On 31 January 1858, the largest ship of that time, the designed by Isambard Kingdom Brunel, was launched from 'Napier Yard' the shipyard leased by Messrs J. Scott Russell & Co. The 211 metre (692 ft) length was too wide for the river, and the ship had to be launched sideways. This increased the cost of the project, with cost over runs resulting in the bankruptcy of John Scott Russell.

Due to the technical difficulties of the launch, this was the last ship of such a size to be built on the Island, though other builders such as Yarrows and Samuda Brothers continued building warships on the island for another 50 years. A section of the concrete and timber sub-structure from the launch site, is preserved on site for public display at the modern Napier Avenue.

==1861–1866: Millwall Iron Works, Ship Building & Graving Docks Company==
Charles John Mare took over the iron works, and employed Welsh industrialist John Hughes, who became a director of the new successor company, the London Stock Exchange-listed Millwall Iron Works, Ship Building & Graving Docks Company Ltd.

The new company redeveloped the combined 27 acre of works and shipyards, which had a river frontage of 1900 ft.
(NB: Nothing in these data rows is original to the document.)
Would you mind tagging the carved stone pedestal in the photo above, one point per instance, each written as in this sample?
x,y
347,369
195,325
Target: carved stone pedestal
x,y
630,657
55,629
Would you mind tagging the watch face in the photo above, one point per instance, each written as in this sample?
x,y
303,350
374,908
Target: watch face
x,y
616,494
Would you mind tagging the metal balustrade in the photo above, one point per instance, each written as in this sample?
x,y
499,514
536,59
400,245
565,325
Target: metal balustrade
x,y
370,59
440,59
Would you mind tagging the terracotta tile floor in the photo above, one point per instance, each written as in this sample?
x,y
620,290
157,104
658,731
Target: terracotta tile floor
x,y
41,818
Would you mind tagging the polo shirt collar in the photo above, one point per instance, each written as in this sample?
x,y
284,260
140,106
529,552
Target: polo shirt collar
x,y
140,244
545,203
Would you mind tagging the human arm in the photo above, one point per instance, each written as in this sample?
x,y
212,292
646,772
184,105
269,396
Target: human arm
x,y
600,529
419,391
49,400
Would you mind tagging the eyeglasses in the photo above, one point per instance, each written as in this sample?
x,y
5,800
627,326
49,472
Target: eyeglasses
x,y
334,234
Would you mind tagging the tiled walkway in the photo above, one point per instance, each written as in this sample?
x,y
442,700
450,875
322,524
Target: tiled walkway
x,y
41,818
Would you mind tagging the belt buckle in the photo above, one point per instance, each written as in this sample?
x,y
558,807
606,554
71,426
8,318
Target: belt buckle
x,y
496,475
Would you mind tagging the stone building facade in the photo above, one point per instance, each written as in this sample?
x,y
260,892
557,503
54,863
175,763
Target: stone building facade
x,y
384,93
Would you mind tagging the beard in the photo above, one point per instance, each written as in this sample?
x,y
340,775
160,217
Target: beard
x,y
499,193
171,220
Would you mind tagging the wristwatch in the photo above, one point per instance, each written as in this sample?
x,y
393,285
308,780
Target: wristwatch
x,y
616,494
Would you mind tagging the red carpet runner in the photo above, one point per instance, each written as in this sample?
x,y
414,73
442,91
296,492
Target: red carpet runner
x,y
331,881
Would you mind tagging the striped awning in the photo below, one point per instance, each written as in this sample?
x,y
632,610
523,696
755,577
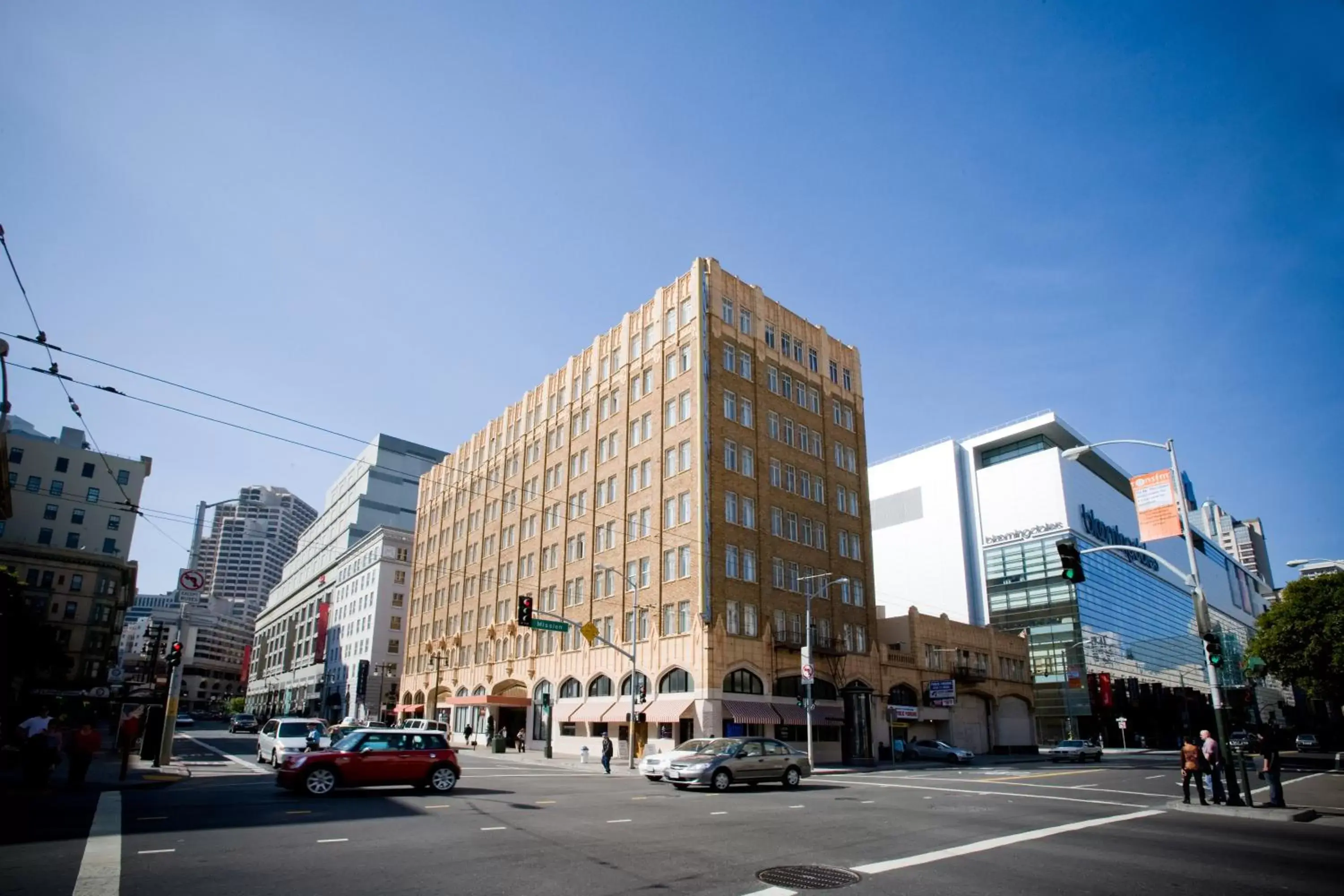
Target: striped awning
x,y
590,711
750,714
667,708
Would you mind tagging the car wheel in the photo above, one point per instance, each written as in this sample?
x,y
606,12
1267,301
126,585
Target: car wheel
x,y
320,781
443,780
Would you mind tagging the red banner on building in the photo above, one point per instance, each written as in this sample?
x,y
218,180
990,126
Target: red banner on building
x,y
320,646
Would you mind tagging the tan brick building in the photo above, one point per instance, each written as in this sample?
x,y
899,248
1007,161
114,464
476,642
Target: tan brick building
x,y
992,710
702,457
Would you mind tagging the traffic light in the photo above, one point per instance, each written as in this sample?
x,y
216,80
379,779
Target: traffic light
x,y
1214,648
525,610
1072,562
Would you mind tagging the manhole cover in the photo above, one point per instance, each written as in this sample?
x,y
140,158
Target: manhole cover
x,y
808,876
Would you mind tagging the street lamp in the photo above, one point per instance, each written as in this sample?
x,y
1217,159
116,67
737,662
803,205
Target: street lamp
x,y
1197,591
635,640
807,646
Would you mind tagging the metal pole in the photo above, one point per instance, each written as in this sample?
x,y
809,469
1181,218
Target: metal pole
x,y
635,668
1203,625
807,659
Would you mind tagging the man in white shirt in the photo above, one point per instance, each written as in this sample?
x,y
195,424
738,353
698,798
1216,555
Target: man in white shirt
x,y
37,724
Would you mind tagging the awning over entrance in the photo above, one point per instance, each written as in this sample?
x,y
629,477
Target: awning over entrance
x,y
487,700
752,714
590,711
667,708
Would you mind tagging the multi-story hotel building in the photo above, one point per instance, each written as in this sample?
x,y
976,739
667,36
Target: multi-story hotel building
x,y
676,482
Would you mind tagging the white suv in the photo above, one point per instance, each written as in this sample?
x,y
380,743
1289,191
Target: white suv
x,y
280,737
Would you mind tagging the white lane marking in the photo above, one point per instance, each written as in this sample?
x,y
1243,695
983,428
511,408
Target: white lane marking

Famous for its iron cladding of the Royal Navy's ships under contract to the British Admiralty, at this point the Millwall Iron Works employed between 4,000 and 5,000 men. Conditions were good for an industrial complex of the time, with half-day Saturday working, a canteen, sports clubs and works band. Together with the Thames Ironworks and Shipbuilding Company, they were considered to be of greater national importance than the Royal Dockyards, with a production capacity for iron ships and armour greater than that of the whole of France.

==1866: Millwall Iron Works==
After the Panic of 1866, creating an international financial downturn that accompanied the failure of Overend, Gurney and Company in London, and the corso forzoso abandonment of the silver standard in Italy, the company failed. Various parts of the company were bought out of receivership, including the Millwall Iron Works now managed by John Hughes. The Mast House was taken over by N. J. & H. Fenner Oil & Lead Works.

==Today==
By the early 20th century, iron making had ceased in Millwall, and the works continued as builder and repair of small ships, and steel fabrication unit, industrial storage sheds came to dominate the works. The site was converted to residential use as Burrells Wharf, with the last buildings added in the first decade after 2000.